At least A and B can be done simultaneously. So, we're probably talking about 12 or so hours of tedious work.

Comments

( 2 comments — Leave a comment )
kent1
Jun. 11th, 2005 03:43 am (UTC)
Computer hell
I hear you brother. My computer problems over the last several days are similar to yours--hours of tedious work. What a mess. I'm glad to hear that you have straightened things out.
hostirad
Jun. 12th, 2005 11:10 am (UTC)
Re: Computer hell
Well, the last resort procedure was straightened out in my head, but the computer situation itself is not. I did a fresh XP install on the new hard drive and had planned to copy the important data files from the old drive to the new. First surprise: almost all of the files from the old drive were already on the new drive from the original disk copy process. I thought the crash would have corrupted them. This sounds like a good thing, but because the disk copy process did not complete, none of the program files are properly registered in the registry, so I can't run them. Result: a whole bunch of junk on the hard drive that I will have to sort through to decide what to delete, and then the long process of reinstalling all of these programs from scratch.

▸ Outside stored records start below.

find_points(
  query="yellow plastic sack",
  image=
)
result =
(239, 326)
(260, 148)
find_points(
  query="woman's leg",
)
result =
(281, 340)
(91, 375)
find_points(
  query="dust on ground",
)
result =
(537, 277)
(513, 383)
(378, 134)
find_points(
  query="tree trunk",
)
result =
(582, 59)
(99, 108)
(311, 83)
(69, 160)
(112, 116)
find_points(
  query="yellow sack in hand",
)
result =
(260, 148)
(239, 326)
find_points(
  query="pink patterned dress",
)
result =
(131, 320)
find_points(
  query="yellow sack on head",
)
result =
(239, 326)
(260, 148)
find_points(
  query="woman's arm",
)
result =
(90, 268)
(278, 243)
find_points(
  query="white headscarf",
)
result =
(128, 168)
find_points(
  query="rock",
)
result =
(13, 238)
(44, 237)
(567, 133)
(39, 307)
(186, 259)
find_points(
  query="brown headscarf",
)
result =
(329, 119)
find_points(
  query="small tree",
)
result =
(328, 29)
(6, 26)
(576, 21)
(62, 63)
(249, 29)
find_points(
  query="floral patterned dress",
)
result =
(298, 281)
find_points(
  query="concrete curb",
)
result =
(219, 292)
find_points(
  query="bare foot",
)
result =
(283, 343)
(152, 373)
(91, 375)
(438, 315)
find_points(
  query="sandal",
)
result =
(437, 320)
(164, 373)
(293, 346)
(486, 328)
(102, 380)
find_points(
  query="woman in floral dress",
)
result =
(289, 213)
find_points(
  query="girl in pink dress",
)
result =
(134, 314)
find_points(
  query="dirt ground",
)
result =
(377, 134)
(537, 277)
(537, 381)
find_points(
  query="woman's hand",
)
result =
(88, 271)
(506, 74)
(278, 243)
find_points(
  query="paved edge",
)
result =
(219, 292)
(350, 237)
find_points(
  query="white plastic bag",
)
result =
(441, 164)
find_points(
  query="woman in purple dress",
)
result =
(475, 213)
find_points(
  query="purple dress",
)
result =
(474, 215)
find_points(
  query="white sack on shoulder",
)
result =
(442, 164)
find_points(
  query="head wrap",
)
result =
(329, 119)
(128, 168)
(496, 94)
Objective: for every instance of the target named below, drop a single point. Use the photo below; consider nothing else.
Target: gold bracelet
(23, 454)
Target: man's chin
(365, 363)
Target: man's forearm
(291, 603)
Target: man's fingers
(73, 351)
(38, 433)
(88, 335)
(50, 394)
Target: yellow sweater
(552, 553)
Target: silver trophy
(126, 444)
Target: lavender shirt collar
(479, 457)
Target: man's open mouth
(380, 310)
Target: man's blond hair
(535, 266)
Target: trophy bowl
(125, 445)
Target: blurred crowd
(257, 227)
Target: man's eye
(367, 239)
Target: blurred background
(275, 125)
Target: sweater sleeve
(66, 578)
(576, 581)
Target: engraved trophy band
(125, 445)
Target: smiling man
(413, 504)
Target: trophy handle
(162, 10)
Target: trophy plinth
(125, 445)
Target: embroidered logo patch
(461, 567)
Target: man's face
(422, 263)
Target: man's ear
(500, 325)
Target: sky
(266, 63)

Reviving my own desktop was not as high priority for me as getting Paul's computer running again, so I ignored the work that needed to be done on my own computer for now. I deleted all but a few files on my old drive and hooked it up to Paul's computer to go through the XP reinstall and upgrade process. I flipped the power switch and -pop- the power turned on and instantly turned off. A couple more tries. The same thing. Paul has a bad power supply unit. Which is probably the real reason why his system kept crashing. Which means now I have to visit Best Buy for a new power supply unit.

Oh well, Paul was due for a larger drive and fresh install of XP anyway, so this will not be a total waste. Just a partial waste.

For a much more serious computer problem that involved betrayal and cover-ups, see this recent post by my friend, Gina: http://www.livejournal.com/users/avocadonumber/129433.html

I am so glad that I am not her father at this moment. I could easily imagine myself doing what he did, screwing things up royally with good intentions. I don't know if I would have lied the way he did, however. I'd like to think not, but in my life I have not always behaved as I thought I should and would.